La sangre me hervía. No solo por el descaro de su oferta, sino por la vileza con la que la planteaba. David no solo quería el pazo, quería verme derrotada. No podía creer que hubiera montado todo este circo para arruinarme la vida y hacerse con mi casa.
—¿Tanto te importa el pazo como para destruirme? —le pregunté con ojos ardiendo de furia.
—No es personal, Vicky. Solo negocios. —Su sonrisa se amplió, como si su mezquindad no tuviera consecuencias. - Aunque tienes razón.

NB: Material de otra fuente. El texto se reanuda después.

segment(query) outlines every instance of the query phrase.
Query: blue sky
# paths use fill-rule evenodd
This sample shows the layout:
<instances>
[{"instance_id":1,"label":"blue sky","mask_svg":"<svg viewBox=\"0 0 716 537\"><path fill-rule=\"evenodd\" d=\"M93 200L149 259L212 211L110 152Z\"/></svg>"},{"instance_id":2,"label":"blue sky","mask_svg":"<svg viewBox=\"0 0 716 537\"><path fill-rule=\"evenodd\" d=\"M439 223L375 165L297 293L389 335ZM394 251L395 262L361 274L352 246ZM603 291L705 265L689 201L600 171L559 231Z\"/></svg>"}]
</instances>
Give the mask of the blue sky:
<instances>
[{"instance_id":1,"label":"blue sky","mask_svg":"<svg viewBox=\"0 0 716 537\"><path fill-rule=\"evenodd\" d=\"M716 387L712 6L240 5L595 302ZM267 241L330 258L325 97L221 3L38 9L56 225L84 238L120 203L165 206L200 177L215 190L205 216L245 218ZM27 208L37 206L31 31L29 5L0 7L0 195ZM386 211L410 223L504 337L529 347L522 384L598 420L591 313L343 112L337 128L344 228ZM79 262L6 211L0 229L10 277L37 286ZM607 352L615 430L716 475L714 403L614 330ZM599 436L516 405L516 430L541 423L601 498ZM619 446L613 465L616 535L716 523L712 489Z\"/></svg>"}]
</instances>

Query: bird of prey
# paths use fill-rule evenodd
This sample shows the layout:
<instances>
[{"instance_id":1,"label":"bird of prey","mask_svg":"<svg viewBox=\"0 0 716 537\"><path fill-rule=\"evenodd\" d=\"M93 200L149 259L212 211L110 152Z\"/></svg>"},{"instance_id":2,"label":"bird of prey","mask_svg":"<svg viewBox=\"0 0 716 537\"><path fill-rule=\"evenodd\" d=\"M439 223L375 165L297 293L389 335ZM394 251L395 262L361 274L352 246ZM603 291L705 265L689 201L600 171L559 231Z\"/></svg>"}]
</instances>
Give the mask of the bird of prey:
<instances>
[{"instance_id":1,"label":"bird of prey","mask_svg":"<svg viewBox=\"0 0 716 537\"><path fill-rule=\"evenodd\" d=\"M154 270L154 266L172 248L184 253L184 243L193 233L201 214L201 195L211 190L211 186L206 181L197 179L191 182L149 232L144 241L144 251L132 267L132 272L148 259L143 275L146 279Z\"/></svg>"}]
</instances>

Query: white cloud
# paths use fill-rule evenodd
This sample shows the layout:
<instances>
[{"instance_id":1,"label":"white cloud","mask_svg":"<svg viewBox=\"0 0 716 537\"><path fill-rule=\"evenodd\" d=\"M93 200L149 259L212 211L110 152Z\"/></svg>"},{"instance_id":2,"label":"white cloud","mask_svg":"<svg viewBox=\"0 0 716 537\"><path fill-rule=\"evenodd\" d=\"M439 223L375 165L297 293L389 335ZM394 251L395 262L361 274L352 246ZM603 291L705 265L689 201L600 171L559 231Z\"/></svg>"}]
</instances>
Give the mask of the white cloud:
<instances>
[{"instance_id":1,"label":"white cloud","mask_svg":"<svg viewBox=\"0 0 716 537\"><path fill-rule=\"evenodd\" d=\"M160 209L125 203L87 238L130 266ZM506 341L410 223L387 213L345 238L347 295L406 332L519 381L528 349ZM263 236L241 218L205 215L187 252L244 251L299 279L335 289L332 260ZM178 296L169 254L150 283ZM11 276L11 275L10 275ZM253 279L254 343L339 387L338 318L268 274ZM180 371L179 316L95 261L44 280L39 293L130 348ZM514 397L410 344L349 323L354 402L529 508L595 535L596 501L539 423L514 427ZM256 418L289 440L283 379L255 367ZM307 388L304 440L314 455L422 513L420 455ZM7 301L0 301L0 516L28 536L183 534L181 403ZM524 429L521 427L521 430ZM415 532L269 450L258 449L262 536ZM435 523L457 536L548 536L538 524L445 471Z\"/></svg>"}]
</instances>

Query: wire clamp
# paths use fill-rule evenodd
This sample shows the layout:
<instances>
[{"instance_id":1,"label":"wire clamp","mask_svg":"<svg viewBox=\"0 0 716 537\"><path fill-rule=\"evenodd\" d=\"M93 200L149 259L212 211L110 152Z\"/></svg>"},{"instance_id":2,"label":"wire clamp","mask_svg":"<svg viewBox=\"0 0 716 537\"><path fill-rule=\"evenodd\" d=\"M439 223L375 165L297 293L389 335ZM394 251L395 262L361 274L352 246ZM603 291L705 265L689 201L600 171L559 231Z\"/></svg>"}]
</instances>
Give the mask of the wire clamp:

No me gusta perder.
—No voy a venderte nada —respondí, controlando mi rabia, aunque por dentro quería gritar—. Y si crees que puedes jugar conmigo así, te equivocas.
David se encogió de hombros, como si no le importara.
—Está bien —dijo despreocupadamente—. Pero mis ofertas no duran para siempre. Por cierto, mañana vienen más inspectores. Voy a derrumbar tu Pazo sí o sí.
Se dio la vuelta y comenzó a alejarse con su actitud despreocupada, mientras yo me quedaba allí, con un nudo en el estómago. Mar seguía discutiendo con los agentes, tratando de convencerlos de que Pablo no era culpable de nada.
El tiempo pasaba, y no podía sacarme de la cabeza la posibilidad de que en cualquier momento nos llegara una mala noticia sobre Pablo. Pero si algo tenía claro, era que no vendería el pazo, y mucho menos a un tipo como David, que se alimentaba de las desgracias de los demás.
Necesitaba encontrar una salida, rápido, antes de que David lograra destruir todo lo que había conseguido. Sin embargo, las opciones eran limitadas, y con Pablo detenido, cada minuto contaba más. No podía permitirme más errores.
Entonces, como un rayo, una idea me golpeó: tenía que llamar a Sofía. Si alguien podía sacarnos de este desastre sin que yo tuviera que vender el pazo ni ceder a las amenazas de David, era ella. Su madre era jueza, y Sofía siempre sabía qué hacer, siempre tenía contactos.
Con las manos temblorosas, saqué el móvil y marqué su número. Mi corazón latía a mil por hora.
—¡Dime que tienes buenas noticias, porque las mías son un desastre! —solté apenas contestó, sin ni siquiera esperar a saludar.